Google Meet (formerly Google Hangouts) is originally designed as a video conferencing service. It is part of G Suite and is built on Google’s secure infrastructure. It provides vital business tools like file sharing, meetings schedule, email exchanges, and presentations. A significant highlight difference between Slack and Google Meet is that the former provides end-to-end encryption for video and audio calls and advanced security features. In addition, Google Meet is also certified for several regulatory “compliance” standards, such as HIPAA and SOC2, while Slack is not.

3. Mattermost

Mattermost is a good choice if you’re looking for an open-source and self-hosted messaging alternative tool to Slack.

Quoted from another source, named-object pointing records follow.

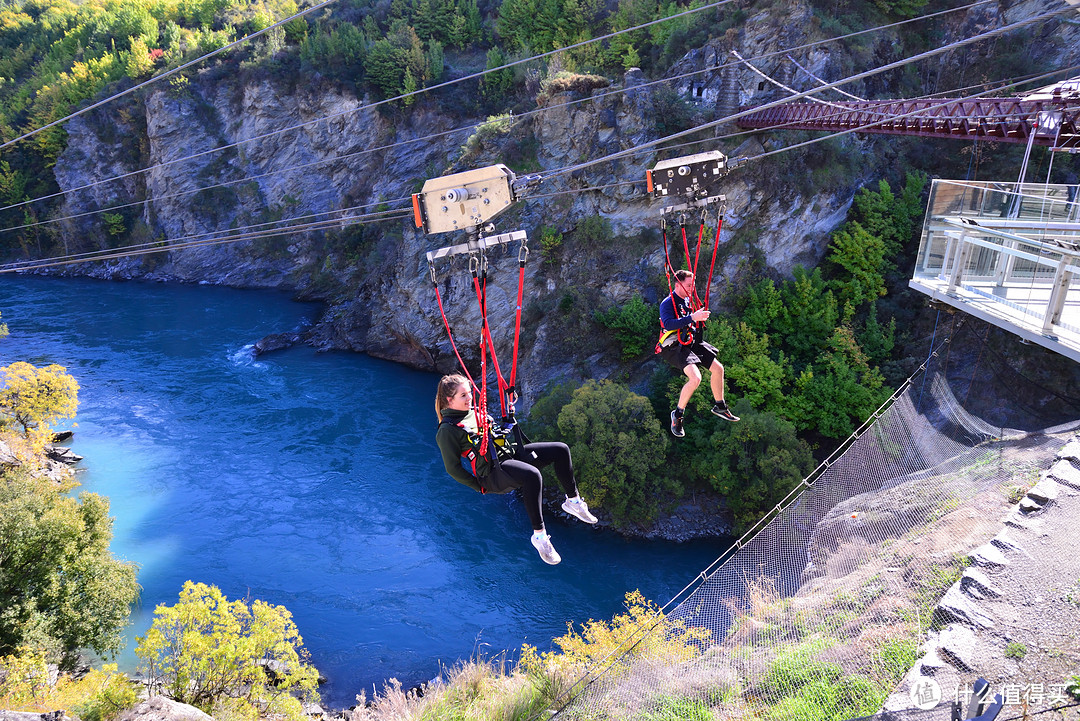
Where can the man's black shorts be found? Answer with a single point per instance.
(698, 353)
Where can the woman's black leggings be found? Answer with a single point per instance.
(525, 476)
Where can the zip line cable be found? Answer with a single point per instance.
(651, 144)
(95, 256)
(123, 253)
(690, 73)
(435, 135)
(1003, 83)
(473, 76)
(530, 112)
(166, 73)
(637, 636)
(866, 73)
(90, 257)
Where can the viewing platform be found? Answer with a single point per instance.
(1008, 254)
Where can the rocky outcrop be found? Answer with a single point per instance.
(159, 708)
(310, 150)
(1012, 621)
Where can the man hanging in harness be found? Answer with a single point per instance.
(680, 345)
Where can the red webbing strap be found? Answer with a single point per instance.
(490, 347)
(716, 245)
(686, 247)
(446, 324)
(697, 253)
(517, 317)
(482, 402)
(667, 259)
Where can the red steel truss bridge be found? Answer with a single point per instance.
(1049, 117)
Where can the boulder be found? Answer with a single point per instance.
(957, 644)
(1044, 491)
(1064, 472)
(975, 584)
(63, 454)
(159, 708)
(957, 607)
(278, 341)
(30, 716)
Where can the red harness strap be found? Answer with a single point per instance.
(478, 269)
(696, 302)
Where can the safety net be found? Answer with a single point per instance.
(879, 587)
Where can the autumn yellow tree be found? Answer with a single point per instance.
(228, 656)
(34, 398)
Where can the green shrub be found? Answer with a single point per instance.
(635, 326)
(551, 241)
(618, 447)
(754, 463)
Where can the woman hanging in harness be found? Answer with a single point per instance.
(499, 465)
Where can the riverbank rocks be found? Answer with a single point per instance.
(278, 341)
(29, 716)
(1012, 617)
(159, 708)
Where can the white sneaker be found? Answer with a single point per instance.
(580, 509)
(547, 551)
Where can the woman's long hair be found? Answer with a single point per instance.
(447, 386)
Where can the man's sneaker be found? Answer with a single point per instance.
(547, 551)
(580, 509)
(723, 411)
(677, 425)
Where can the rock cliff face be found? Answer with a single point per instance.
(310, 151)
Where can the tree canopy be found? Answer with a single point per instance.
(61, 588)
(215, 653)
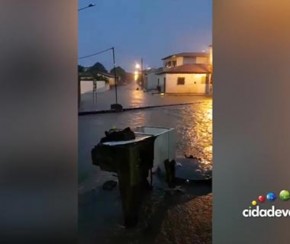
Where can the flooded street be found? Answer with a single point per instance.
(165, 217)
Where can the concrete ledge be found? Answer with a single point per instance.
(130, 109)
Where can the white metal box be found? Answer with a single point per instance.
(164, 145)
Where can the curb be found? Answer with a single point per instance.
(130, 109)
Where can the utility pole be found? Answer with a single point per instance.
(116, 107)
(141, 73)
(115, 74)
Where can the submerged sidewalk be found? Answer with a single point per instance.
(129, 97)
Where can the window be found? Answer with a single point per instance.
(180, 81)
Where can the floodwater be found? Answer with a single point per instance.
(165, 217)
(193, 125)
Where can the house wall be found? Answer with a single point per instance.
(179, 61)
(111, 81)
(202, 60)
(194, 83)
(151, 81)
(189, 60)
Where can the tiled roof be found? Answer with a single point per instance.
(188, 68)
(188, 54)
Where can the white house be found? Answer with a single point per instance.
(186, 73)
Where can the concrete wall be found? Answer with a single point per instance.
(194, 83)
(151, 81)
(87, 86)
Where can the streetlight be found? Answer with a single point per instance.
(79, 79)
(89, 6)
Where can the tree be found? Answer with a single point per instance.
(120, 72)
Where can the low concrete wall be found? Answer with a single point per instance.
(88, 85)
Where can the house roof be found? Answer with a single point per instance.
(89, 74)
(188, 54)
(188, 68)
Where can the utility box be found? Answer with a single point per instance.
(164, 146)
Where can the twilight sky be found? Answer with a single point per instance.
(148, 29)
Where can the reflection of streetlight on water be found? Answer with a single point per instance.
(138, 74)
(89, 6)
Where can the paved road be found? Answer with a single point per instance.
(129, 97)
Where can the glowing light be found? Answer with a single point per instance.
(254, 203)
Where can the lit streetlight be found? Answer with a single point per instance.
(89, 6)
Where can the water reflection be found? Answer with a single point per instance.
(193, 125)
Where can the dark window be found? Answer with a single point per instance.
(180, 81)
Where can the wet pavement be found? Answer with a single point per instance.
(178, 217)
(129, 97)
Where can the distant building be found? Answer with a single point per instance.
(186, 73)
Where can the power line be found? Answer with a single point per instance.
(94, 54)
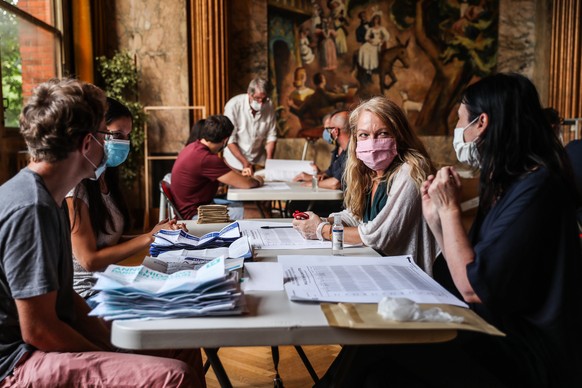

It is similar to Slack and Microsoft Teams but can be deployed either on-premises or cloud. Mattermost’s main selling point is its privacy options, in contrast to other apps’ emphasis on project management and chat-based features. Rather than relying on a third-party service to protect your data in a “secure” location, Mattermost gives you complete control of your deployment. Mattermost also provides features like end-to-end encryption, secure file sharing, and compliance with various regulations and standards.

4. Rocket.Chat

Rocket.Chat is another open-source and self-hosted messaging platform similar to Mattermost and Slack. It includes features such as group and direct messaging, voice and video calls, screen sharing, file sharing, and many integrations. Rocket.chat is a highly suitable tool for communications and team collaborations. Similar to Mattermost, Rocket.chat can also be run on-premises, in the cloud, or on a virtual private server (VPS). Being also open-source and self-hosted allows Rocket.chat to give more control and view over the data and infrastructure of businesses – making it a potentially more secure option than Slack.

5. Discord

Discord is a versatile communication platform that allows for text, voice, and video communication. Although Discord was mainly created for gaming purposes, it has also worked well for team and business communications. It is still worth noting that Discord was designed for gaming communities, so it may not provide the same features that a more business-oriented Slack would, especially regarding data privacy. But still, many users consider Discord’s video calling and voice calling particular features more secure than Slack, and some others use it along a VPN. Plus, Discord also offers security tools like 2FA, spoofy link filters, safe direct messaging, and more.

Final Thoughts

Slack is the ultimate wingman for boosting communication and productivity in your team, but like any good friend, it's essential to keep an eye out for potential hazards. Don't worry; we're not suggesting ditching Slack altogether—just learning how to use it safely.

Think of it like learning self-defense for your digital life. Two-factor authentication and strong passwords are like your trusty pepper spray, training employees to spot phishing scams is like learning martial arts, and good file-sharing practices are like having a bodyguard. And just like any good squad, it's important to have a solid game plan in place for governance and compliance, as well as to keep tabs on everything with proper monitoring and account management.